50g white chocolate and a handful of fresh or freeze dried raspberries for decorating, if you like.


  1. Preheat your oven to 180C/ 160C fan/ gas 4. Grease and line a loaf tin, or whatever tin you’ve gone for. Start the dark chocolate melting in a bain marie (or microwave if you are brave).
  2. Blitz your beetroot in a food processor until puréed and, leaving the machine running, pour in the oil and then crack in the eggs and add in the vanilla. Blitz until it’s all smooth and pink and kind of odd but lovely. In a large bowl, sift the cocoa powder, flour, and baking powder together, and stir in the sugar. Make a well in the dry ingredients, then whisk in the very pink wet ingredients until smooth. Stir in the melted chocolate, and fold in the whole raspberries.

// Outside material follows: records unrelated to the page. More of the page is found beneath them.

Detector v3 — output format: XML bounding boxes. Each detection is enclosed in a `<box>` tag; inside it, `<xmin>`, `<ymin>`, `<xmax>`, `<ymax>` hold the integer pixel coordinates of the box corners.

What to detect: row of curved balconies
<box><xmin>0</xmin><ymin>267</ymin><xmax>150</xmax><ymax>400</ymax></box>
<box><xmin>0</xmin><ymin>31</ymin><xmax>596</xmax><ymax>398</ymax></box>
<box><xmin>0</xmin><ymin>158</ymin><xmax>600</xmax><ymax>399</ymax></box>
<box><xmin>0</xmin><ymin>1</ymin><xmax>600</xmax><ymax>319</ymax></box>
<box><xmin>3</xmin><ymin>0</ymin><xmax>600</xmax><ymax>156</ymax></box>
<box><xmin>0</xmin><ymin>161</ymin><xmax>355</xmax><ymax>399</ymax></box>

  3. Pop the mixture into your chosen tins and bake for around 40 minutes, although this will obviously depend on your choice of tin – the cake you see in the photo took 40 minutes at 160C in my fan oven. When it’s done, take it out and let it cool (might trick me once…) before decorating with swipes of melted white chocolate and raspberries, or feel free to leave it plain. It should taste lovely either way.